Practice Economics
Avoid "C" Corporation Tax Trouble
Part 2: Start by documenting all shareholder-physician tasks.
BY MARK E. KROPIEWNICKI, J.D., LL.M.
In Part 1 of this series of three articles, I discussed the Pediatric Surgical Associates, P.C. vs. Commissioner of Internal Revenue case. It dealt with the problems a professional corporation (PC), a "C" corporation for federal income tax purposes, might have in being able to legally deduct the full amount of the salaries and bonuses it pays its shareholders. This month, I'll suggest ways to stay out of trouble with the IRS.
THE ISSUE IS PROFITS
What this issue really comes down to is whether all the money paid to a PC's shareholder-physicians is legitimate compensation purely for the personal services the shareholder-physicians rendered, or whether some of it is a disguised distribution of corporate profit that should be subject to additional federal tax. As the Tax Court said, this is a factual question to be decided on the basis of the particular facts and circumstances of each case.

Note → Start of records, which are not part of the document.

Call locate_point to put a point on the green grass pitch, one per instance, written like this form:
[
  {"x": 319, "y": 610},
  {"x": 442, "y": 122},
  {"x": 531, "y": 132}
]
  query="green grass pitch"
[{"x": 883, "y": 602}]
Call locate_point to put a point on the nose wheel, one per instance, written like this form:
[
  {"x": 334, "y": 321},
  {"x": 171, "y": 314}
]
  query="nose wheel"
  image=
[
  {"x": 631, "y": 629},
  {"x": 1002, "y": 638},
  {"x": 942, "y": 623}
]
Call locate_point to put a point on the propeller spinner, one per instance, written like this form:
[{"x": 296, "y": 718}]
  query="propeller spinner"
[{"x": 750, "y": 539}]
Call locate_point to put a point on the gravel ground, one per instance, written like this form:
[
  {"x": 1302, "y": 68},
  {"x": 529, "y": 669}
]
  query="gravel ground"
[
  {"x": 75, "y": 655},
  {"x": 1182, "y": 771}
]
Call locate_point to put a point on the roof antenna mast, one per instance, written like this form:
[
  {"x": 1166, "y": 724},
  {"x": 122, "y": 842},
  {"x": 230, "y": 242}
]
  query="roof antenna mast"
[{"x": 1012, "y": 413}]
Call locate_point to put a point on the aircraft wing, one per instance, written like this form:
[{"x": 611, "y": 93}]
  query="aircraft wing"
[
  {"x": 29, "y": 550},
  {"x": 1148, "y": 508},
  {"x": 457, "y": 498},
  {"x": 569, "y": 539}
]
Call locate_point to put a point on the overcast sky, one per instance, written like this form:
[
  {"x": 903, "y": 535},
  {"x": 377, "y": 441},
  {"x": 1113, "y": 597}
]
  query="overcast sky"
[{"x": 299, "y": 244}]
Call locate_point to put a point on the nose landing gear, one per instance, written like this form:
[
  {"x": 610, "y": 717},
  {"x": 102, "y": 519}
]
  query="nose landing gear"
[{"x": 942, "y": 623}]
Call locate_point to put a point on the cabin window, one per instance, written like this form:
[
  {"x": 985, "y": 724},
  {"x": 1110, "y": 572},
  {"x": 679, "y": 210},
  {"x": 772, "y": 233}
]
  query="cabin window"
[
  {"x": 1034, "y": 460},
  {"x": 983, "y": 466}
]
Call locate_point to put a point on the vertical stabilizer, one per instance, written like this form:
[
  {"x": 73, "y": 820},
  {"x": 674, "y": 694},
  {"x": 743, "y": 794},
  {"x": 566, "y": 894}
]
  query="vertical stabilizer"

It appears that the PC in the tax case could have done more to document the significant services rendered by its shareholder-physicians. Better documentation could have justified their bonus compensation. The practice could also have taken a more businesslike approach to bonuses and year-end planning. Don't make the same mistakes with your PC.
TAKE THESE PRECAUTIONS
First, you need to document all the work that the shareholders do to assist the nonshareholder employees. The shareholders are all active to some extent in training and supervising the associates. Nurturing, mentoring and developing associates are crucial to making them effective, but can reduce a shareholder's actual personal income production.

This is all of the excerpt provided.